So, Friday the thirteenth was the date chosen to announce to the world the largest ever privatisation of probation services in England and Wales. The contract to provide the whole of Community Payback in London for four years from October has been awarded to a partnership between Serco and the London Probation Trust, having seen off cheeky Essex in partnership with Sodexo and Mitie with disgraced A4E. Thoroughly disgraced G4S didn't bid for this contract, but the Ministry of Justice has apparently confirmed that 60% of the total probation budget will be up for grabs by the autumn, so there's plenty of time for them to get on board yet.
Seeing as LPT is part of the winning bid, they really had no alternative but to welcome the news and sound all excited about the prospects of saving money, oh and delivering much better services of course. But the warm congratulations from the Probation Association and Probation Chiefs Association must be seen as a bit of last ditch sycophancy to try and get the government to change it's mind, or at least pretend they have at least bothered to read the submissions from the recent consultation exercise. The rumours I've heard say they haven't taken a blind bit of notice and intend to carry on preventing Probation Trusts from being both commissioners and providers of services.

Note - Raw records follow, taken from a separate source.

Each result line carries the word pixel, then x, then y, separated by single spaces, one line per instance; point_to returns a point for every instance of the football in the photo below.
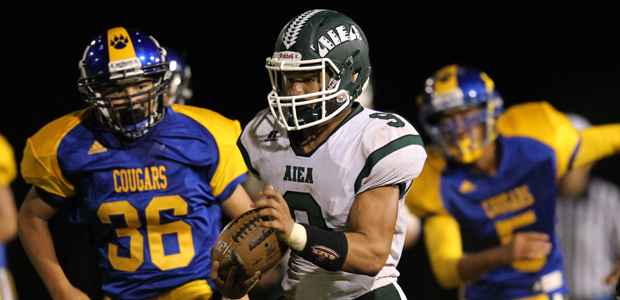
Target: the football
pixel 243 242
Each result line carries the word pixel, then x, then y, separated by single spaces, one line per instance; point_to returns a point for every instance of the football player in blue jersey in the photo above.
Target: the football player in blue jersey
pixel 8 214
pixel 488 187
pixel 335 172
pixel 147 181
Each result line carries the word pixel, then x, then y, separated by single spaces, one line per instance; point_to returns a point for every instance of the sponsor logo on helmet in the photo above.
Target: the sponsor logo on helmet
pixel 337 36
pixel 125 64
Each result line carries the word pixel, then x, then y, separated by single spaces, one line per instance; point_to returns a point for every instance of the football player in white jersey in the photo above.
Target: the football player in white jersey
pixel 335 173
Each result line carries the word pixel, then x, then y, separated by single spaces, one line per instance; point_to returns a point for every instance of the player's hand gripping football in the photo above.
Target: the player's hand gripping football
pixel 237 284
pixel 274 206
pixel 527 245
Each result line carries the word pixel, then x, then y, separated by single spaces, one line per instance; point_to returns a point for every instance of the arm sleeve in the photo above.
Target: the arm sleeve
pixel 394 156
pixel 597 142
pixel 424 197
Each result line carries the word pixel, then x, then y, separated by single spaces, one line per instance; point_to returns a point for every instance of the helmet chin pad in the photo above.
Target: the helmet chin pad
pixel 305 114
pixel 131 116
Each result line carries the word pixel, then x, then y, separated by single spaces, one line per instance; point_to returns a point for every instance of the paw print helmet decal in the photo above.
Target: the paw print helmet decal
pixel 118 56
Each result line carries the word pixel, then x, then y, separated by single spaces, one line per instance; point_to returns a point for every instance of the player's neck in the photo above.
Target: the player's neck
pixel 487 163
pixel 313 137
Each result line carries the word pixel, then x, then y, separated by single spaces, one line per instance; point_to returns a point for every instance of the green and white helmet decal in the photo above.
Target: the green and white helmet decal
pixel 324 41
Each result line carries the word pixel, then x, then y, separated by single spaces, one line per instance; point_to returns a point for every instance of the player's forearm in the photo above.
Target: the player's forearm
pixel 471 267
pixel 38 244
pixel 367 255
pixel 8 215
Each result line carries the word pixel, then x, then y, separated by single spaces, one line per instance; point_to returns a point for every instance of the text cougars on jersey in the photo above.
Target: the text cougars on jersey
pixel 140 179
pixel 337 37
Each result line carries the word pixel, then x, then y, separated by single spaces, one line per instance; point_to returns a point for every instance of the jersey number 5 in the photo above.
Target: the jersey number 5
pixel 155 230
pixel 396 122
pixel 301 204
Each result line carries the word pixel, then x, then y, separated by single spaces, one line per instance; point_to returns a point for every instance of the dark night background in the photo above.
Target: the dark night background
pixel 565 54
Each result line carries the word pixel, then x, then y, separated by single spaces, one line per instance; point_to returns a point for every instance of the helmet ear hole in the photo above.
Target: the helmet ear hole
pixel 355 74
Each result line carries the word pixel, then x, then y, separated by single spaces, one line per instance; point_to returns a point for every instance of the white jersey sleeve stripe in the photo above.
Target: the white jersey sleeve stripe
pixel 377 155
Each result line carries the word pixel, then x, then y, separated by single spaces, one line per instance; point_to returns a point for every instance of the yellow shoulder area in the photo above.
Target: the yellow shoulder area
pixel 224 130
pixel 424 197
pixel 542 122
pixel 40 162
pixel 8 170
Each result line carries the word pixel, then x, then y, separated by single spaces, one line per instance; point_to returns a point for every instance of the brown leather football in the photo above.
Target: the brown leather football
pixel 242 241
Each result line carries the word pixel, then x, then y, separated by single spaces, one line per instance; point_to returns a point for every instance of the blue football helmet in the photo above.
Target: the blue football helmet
pixel 180 89
pixel 460 88
pixel 120 56
pixel 324 41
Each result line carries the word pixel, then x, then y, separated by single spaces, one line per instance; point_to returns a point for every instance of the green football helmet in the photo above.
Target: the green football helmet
pixel 325 41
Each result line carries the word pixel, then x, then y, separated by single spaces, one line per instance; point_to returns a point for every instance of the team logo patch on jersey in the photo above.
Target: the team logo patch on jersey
pixel 119 42
pixel 96 148
pixel 467 187
pixel 325 253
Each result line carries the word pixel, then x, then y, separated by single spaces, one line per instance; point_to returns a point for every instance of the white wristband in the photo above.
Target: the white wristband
pixel 298 238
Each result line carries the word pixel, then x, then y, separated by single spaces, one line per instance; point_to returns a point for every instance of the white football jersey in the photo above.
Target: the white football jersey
pixel 369 149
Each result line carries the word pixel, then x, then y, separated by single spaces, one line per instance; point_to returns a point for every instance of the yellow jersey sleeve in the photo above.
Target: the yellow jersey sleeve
pixel 225 132
pixel 424 196
pixel 40 162
pixel 8 169
pixel 541 122
pixel 442 236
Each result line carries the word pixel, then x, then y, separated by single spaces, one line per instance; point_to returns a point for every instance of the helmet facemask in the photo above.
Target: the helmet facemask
pixel 459 108
pixel 130 115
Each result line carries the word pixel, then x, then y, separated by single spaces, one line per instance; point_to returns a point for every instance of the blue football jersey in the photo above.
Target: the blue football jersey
pixel 8 171
pixel 536 145
pixel 150 205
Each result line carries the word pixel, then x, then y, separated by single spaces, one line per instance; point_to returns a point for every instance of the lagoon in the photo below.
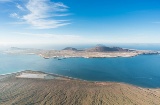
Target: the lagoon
pixel 143 70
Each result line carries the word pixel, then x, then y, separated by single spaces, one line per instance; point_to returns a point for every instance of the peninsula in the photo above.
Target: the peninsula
pixel 98 51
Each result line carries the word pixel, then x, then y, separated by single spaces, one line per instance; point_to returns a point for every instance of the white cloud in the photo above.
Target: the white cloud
pixel 156 22
pixel 14 15
pixel 41 14
pixel 20 7
pixel 5 0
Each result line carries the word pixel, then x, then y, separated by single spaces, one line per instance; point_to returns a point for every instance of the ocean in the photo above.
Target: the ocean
pixel 142 70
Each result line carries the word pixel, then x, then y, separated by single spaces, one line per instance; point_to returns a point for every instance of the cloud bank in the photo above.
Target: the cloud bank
pixel 41 14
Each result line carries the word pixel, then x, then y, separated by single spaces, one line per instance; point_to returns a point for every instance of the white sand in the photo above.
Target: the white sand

Just for the record, and so I can join the likes of HM Chief Inspector of Probation in being able to say 'we told you so', if the government persists in farming out the supervision of low and medium risk offenders, it will all go wrong because 80% of Serious Further Offences are committed by clients in these groups.
So, all you private companies that have regard for your public image, give it a bit of thought as you burn the midnight oil cooking-up those clever bids for all those lucrative probation contracts - headlines like 'man murdered while on supervision to G4S' or possibly 'serial rapist was on licence to Sodexo' or even 'wife killed when supervised by Mitie'. You get the gist.